Photo: Huiling Wu/Iowa State Daily

Aermin Sabiy, graduate student, Dalia Abo Sheasha, senior in software engineering, and Emily Hull, graduate in chemistry, protest in front of Parks Library on Tuesday, Feb.22.

Katherine Marcheski

An Arab-based community gathered outside Parks Library on Tuesday afternoon to protest in an act of solidarity for the protestors enduring atrocities back in Libya.

Members from the Egyptian Student Association, Muslim Student Association and African Students Association gathered in an effort to support Libyans and to inform Americans about issues in the Middle East.

Col. Muammar Gaddafi has been dictator in Libya for 41 years and has had dissatisfied citizens for as many years. Libyan citizens’ uprisings and protests against Gaddafi have gained attention in the past eight days, though they have been months in the making.

Abd Elhamid Azzaz, graduate in biochemistry, biophysics and molecular biology, was one of the participants in the protest Tuesday. Azzaz said they were protesting the brutality thrust upon the protestors in Libya.

“There are probably at least 1,000 dead. There have been shootings and tanks; it’s very catastrophic,” Azzaz said.

At least 300 have been killed within six days, according to The Wall Street Journal, but the actual number is more than likely much higher.

Tripoli, Libya’s capital, is located in the northwest corner of the country, and tribes in the eastern part have been vocal in their opposition to Gaddafi’s regime.

“He’s hired mercenaries from Africa, ordered his sons to kill people with bullets,” Azzaz said. “His whole regime and cabinet are killing the people.”

Libya has high income, but the political structure is deceitful and the infrastructure is failing its citizens, Azzaz said.

Protests in Tunisia and Egypt have sparked a desire and inspiration for Libyans to start their own revolution to battle the crimes against their country and Gaddafi’s dictatorship.

“He is crazy. [He’s] making false claims and turning against his own country,” Azzaz said.

Within the ISU protest, there were no students, professors or community members from Libya.

“It’s a humanity thing, they are our brothers in humanity and in Arab culture,” Azzaz said. “We are here to let the local media know about what’s happening, because the media has turned a blind eye.”

Gaddafi has lost respect from his citizens, other Arabs and the international audience.

“I believe he should be prosecuted as a war criminal,” Azzaz said.

For an Arab Americans such as Hassan Elahi, sophomore in biology, he looks at these issues from abroad with a compassionate heart.

“I wanted to come out today because of what’s happening in the Arab world,” Elahi said. “There are a lot of corrupt leaders, and people all over are protesting for their freedoms.”

Elahi was born in Ames but is half-Iranian and has spent a portion of his life living in Iran.

“Many people I have talked to have no idea what’s going on.

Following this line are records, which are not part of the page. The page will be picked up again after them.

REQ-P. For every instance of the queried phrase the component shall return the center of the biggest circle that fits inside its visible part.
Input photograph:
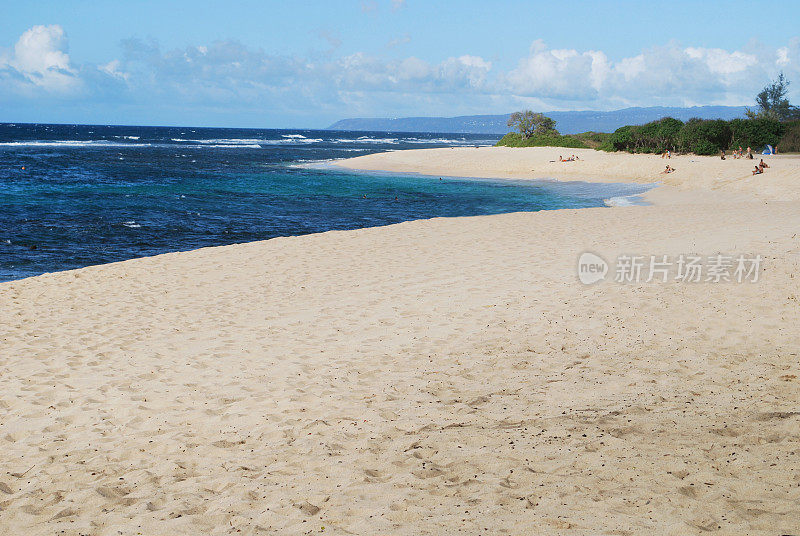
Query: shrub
(704, 137)
(514, 139)
(756, 133)
(790, 142)
(621, 139)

They don’t even know what happened in Egypt,” Elahi said. “And now [in Libya] they are using fighter jets to control their people and kill them. We are here to support and inform people.”

The revolutions in the Middle East are groundbreaking for the people and for the hope of new democracies, but also pivotal for womens’ rights.

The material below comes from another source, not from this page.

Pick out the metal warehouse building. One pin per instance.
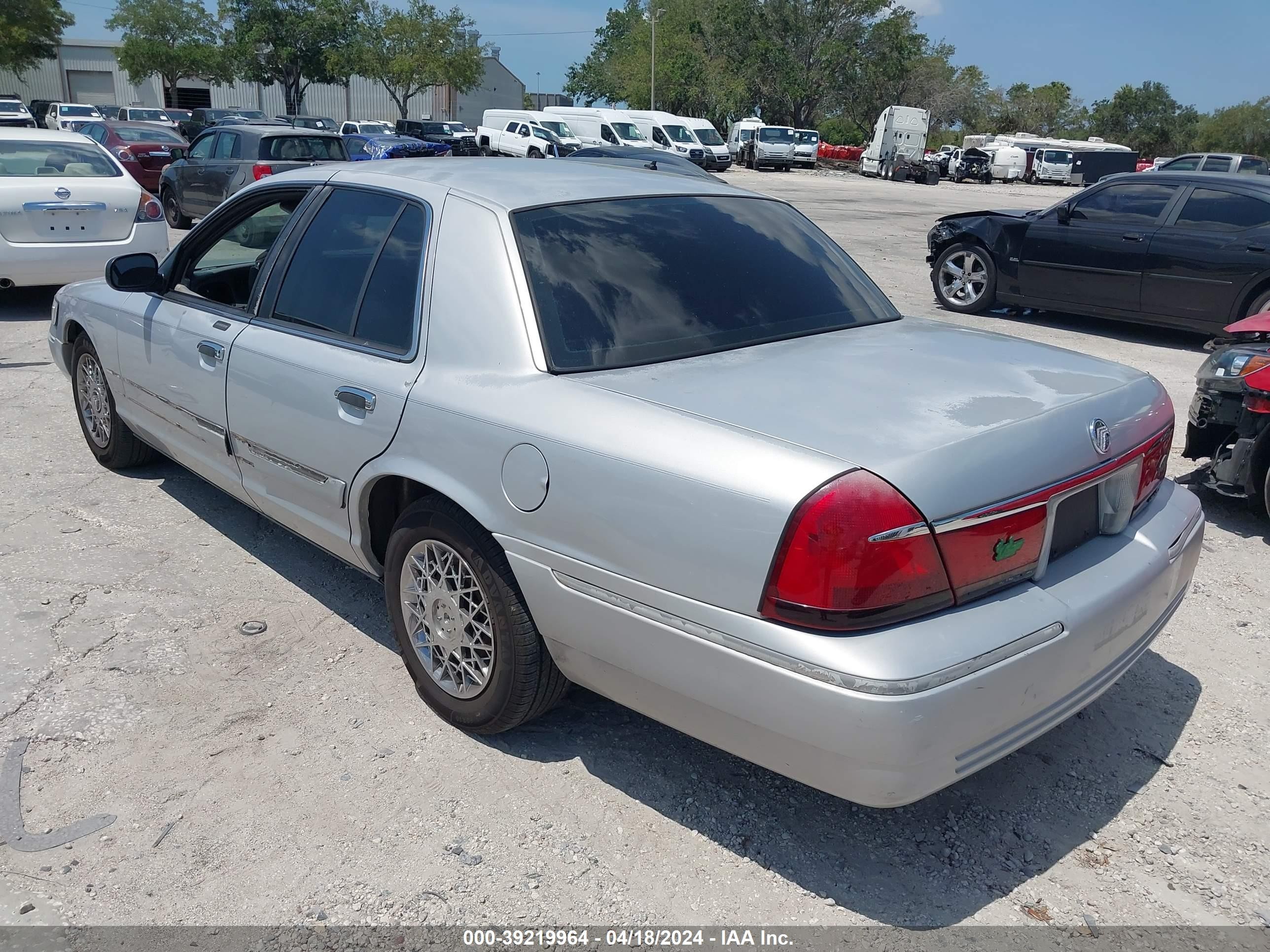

Muniba Saleem, graduate in psychology, was one of the many female participants in the protest.

“It’s a worthwhile effort to show we support [Libya] and support the peaceful protest effort,” Saleem said. “The media is not doing a good enough job covering what’s happening.”

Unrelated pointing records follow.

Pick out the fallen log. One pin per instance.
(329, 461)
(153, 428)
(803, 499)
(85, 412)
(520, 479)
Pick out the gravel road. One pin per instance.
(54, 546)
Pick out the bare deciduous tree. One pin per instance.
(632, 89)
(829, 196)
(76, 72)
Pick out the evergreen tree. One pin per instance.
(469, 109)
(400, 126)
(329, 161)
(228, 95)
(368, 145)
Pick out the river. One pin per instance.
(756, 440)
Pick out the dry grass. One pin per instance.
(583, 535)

The female protestors in Egypt made history by participating in uprisings in the streets for their rights. This bravery has carried over to other countries.

“Women need to be a part of this and show their active support and show their voice, because they do have a voice, so they might as well reflect it,” Saleem said.

CNN produced a video of Gaddafi’s televised speech given Tuesday, where he said he will die a martyr before he gives up his power and will not back down to his people.